The magazine arose out of a local writing circle established by poet Elsa Gidlow, with Gidlow and journalist Roswell George Mills as its primary contributors. The publication's working title, prior to the publication of its first issue, was Coal from Hades. Its content included both poetry and non-fiction writing about gay and lesbian identity and politics, as well as editorials opposing the war.

The magazine was widely distributed far beyond Montreal, within both gay and lesbian social networks and the underground community of amateur journalists. The magazine received correspondence from as far away as Havana, Cuba; an Episcopal priest from South Dakota left the priesthood and moved to Montreal to become Mills' partner after being exposed to the magazine; and the magazine was heavily criticized in a 1918 essay by American writer H. P. Lovecraft.
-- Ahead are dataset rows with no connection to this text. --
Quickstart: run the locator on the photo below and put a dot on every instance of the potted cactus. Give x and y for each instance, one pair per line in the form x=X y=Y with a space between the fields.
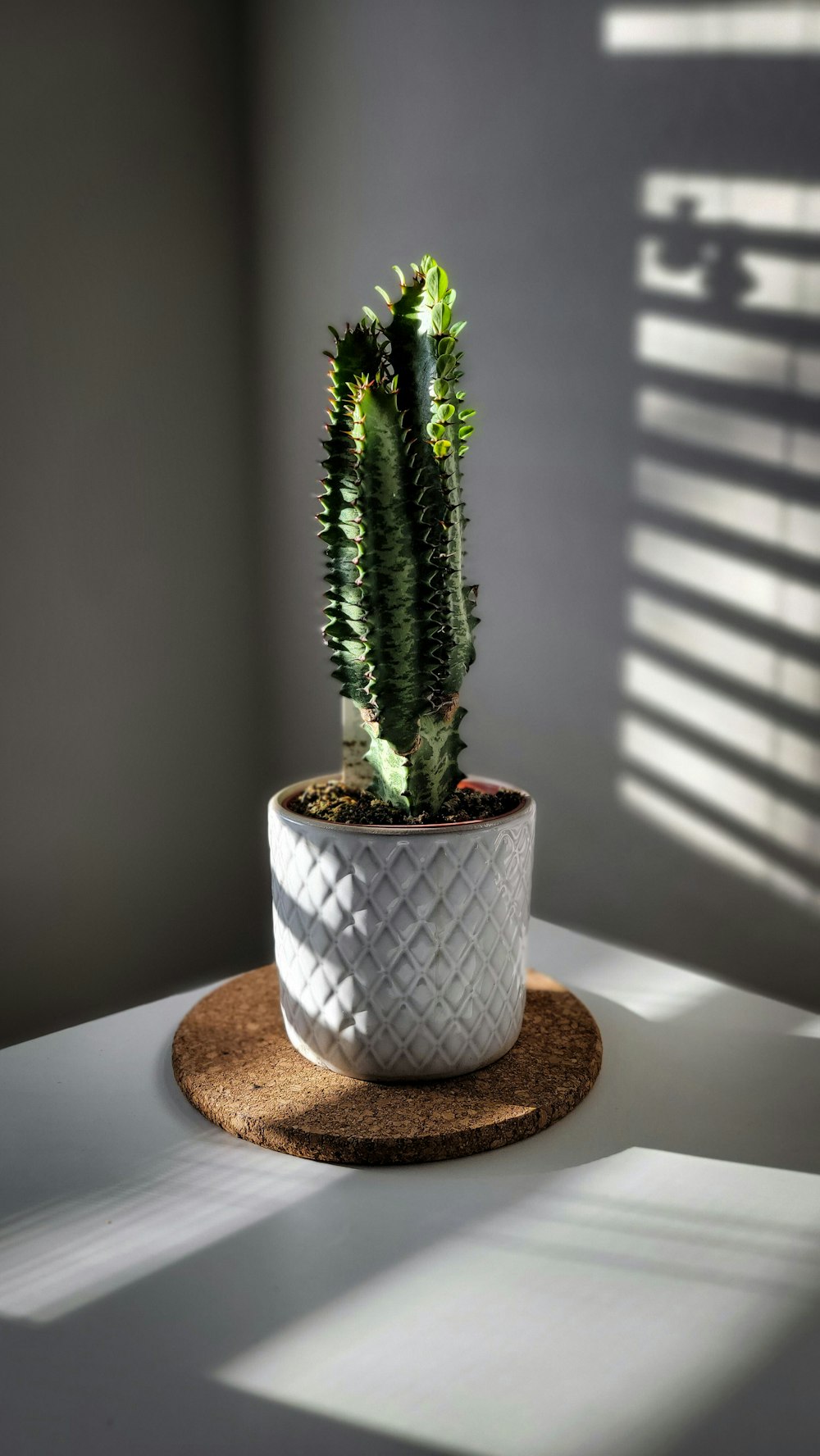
x=401 y=889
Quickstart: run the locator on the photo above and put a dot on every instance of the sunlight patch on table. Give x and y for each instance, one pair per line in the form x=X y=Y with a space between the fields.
x=444 y=1349
x=67 y=1254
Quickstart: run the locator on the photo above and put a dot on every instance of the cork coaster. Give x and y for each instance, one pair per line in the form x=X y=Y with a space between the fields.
x=235 y=1063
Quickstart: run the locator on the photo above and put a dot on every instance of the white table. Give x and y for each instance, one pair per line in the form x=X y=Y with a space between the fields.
x=643 y=1277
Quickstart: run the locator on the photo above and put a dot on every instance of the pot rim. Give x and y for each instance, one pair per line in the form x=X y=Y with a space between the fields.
x=279 y=807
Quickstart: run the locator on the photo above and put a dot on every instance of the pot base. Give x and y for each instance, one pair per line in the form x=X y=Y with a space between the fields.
x=385 y=1076
x=235 y=1063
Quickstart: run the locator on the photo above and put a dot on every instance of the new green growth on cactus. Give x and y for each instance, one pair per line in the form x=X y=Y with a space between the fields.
x=399 y=617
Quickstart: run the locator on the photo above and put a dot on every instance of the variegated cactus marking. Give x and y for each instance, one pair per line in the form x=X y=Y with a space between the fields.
x=399 y=619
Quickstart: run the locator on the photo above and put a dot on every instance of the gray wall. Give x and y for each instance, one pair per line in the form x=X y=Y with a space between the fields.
x=501 y=139
x=133 y=739
x=162 y=398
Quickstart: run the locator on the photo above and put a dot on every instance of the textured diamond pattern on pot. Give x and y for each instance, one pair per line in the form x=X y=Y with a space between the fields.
x=403 y=957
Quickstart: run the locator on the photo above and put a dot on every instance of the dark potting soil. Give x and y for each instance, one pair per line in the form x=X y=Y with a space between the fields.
x=338 y=804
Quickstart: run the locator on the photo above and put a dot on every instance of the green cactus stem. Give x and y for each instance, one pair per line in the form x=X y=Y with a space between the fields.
x=399 y=619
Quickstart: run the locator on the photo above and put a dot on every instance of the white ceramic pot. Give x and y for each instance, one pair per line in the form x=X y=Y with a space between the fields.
x=401 y=949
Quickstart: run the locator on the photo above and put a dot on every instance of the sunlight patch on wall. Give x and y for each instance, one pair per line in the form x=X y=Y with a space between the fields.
x=728 y=431
x=724 y=651
x=698 y=348
x=722 y=30
x=696 y=255
x=745 y=585
x=722 y=789
x=716 y=715
x=775 y=284
x=707 y=839
x=765 y=204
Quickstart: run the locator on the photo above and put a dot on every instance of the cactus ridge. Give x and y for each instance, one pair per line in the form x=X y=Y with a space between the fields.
x=398 y=617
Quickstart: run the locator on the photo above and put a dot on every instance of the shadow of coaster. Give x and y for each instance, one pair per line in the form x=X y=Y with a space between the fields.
x=235 y=1063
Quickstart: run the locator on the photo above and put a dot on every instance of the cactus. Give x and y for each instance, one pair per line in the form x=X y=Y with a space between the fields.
x=398 y=619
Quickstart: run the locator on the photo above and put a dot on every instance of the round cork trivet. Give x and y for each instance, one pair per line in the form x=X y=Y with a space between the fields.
x=235 y=1063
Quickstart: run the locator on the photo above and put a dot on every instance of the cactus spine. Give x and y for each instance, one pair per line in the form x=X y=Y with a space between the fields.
x=399 y=619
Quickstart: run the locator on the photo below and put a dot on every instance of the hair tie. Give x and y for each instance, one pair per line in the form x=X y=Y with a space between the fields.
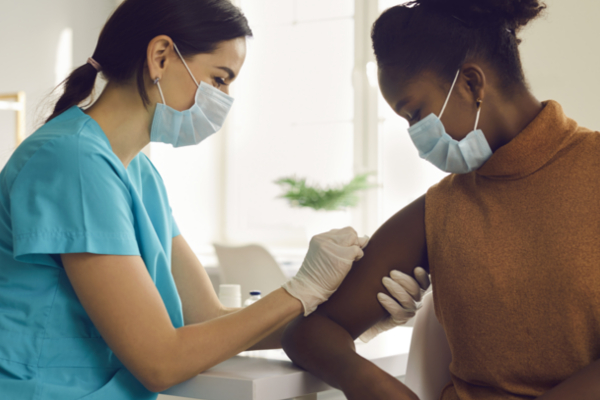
x=95 y=64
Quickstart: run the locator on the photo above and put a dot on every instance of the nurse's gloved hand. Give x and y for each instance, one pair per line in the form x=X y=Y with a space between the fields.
x=408 y=294
x=329 y=259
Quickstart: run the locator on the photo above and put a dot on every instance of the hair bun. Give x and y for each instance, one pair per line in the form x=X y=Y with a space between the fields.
x=514 y=13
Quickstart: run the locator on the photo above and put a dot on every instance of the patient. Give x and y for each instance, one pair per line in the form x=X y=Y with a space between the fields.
x=511 y=238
The essay appears in Miscellaneous Writings, a posthumous collection of Lovecraft's shorter writings, which was published in 1995.

Five issues of the magazine were published; it was discontinued in 1920 when Mills and Gidlow moved from Montreal to New York City. Few copies of the publication are known to still exist today. One is in the archives of the University of South Florida, the University of Iowa library has an original of all five issues, and the Quebec Gay Archives has a reprint of the final issue. The New York Public Library catalog notes two issues (Vol. I, no. 5, May 1918; and Vol. II, no. 1, March 1920).